One of the best-known exceptions to that rule is The Big Sleep, starring Humphrey Bogart, where he suspects a bookstore to be a front operation for a blackmail scheme. On the street just outside the shop, Bogart flashes a brief smile, a nice bit of acting that makes it seem as if an has idea just occurred to him. He puts on sunglasses, adjusts his hat into a dorky position, and assumes a nerdish air as he asks the clerk for a “Ben Hur 1860”, the one “with the erratum on page 116.” She says they don’t have one.
A minute later, Bogart crosses the street to another shop and with the sly, smoldering air of Philip Marlowe, “a private dick”, he asks Dorothy Malone, who plays the bookstore owner, the same question. She correctly tells him there isn’t any such book.
I can think of no other place in film where the two stereotypes of book collectors (and dealers) as nerdy fetishists and knowledgeable scholars play out in such close proximity.
Book collecting in television is even more uncommon than it is in the movies. But there is an amusing scene in the new (third) season of Ted Lasso (streaming on Apple TV). In Episode 7 (“The Strings the Bind Us”), a rich venture capitalist gives her girlfriend, Keeley, a rare book.
In fact, it’s a really rare book, a signed first of Jane Austen’s Sense and Sensibility. I’m not entirely sure that a signed first edition of that book even exists, but if one does, it’s at least a mid-six-figure book, and probably more. The venture capitalist alludes to the fact that it’s a very expensive book.
When the camera moves in the book, the viewer can see just above Jane Austen’s signature is a note, “Keeley, you go girl!”
That made me laugh.
Although I have to admit, like Bogart’s brief smile, the note in Sense and Sensibility is a tiny detail that says a lot about the venture capitalist character. Possibly only a tech gazillionaire would be arrogant enough (and simultaneously admiring of history and literature and disrespectful of it at the same time) to buy a book for the price of a house and then add an inscription with a non-archival Sharpie.

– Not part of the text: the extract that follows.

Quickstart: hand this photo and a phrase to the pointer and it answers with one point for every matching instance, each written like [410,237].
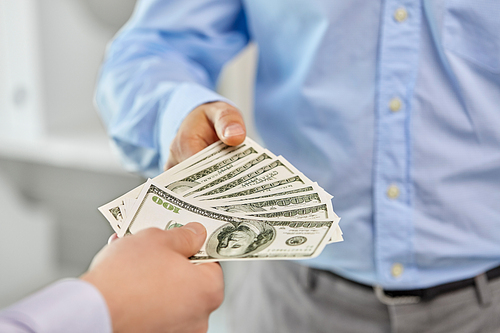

The props department made a bit of an effort to make a plausible fake book. The binding at first glance seems suitably old. They even mocked up the original title page, including “a novel in three volumes.” A British triple-decker was apparently too much to explain in the script, so the gift book is just a single volume.
Lest you think that writing notes in books is limited to show business, did you see the first American edition of The Hobbit that recently sold on eBay (62 bids, $7,000)?
It wasn’t a great copy, though it had most of its dust jacket. Before 2003, it was so much better:

I appreciate Charles’ affection for his friend Eric, but wouldn’t a card have done just as well? And Charles knew he was writing in a first edition, because he mentions that in the inscription.
Moral of the story: Please don’t write in your first editions. Collectors are custodians. The books only belong to you now. Collecting should preserve books for future generations.
Dune Update
In my last newsletter, I wrote about a book promoting the artist Jodorowsky’s conception for a movie based on Frank Herbert’s Dune. He couldn’t talk anyone into funding the project, leaving the book as one of the few remnants of the film. It has been a much-sought-after volume, selling in mid-five figures until 2021, when an ordinary copy went for $2.9 million. That same copy came back to auction on July 8 with an estimate of $100,000. It sold for $72,500 plus the buyer’s premium, bringing the total to $90,625. That price is a vertiginous drop from $2.9 million, but Jodorowsky’s Dune is still one of the most expensive printed books from the 1970s.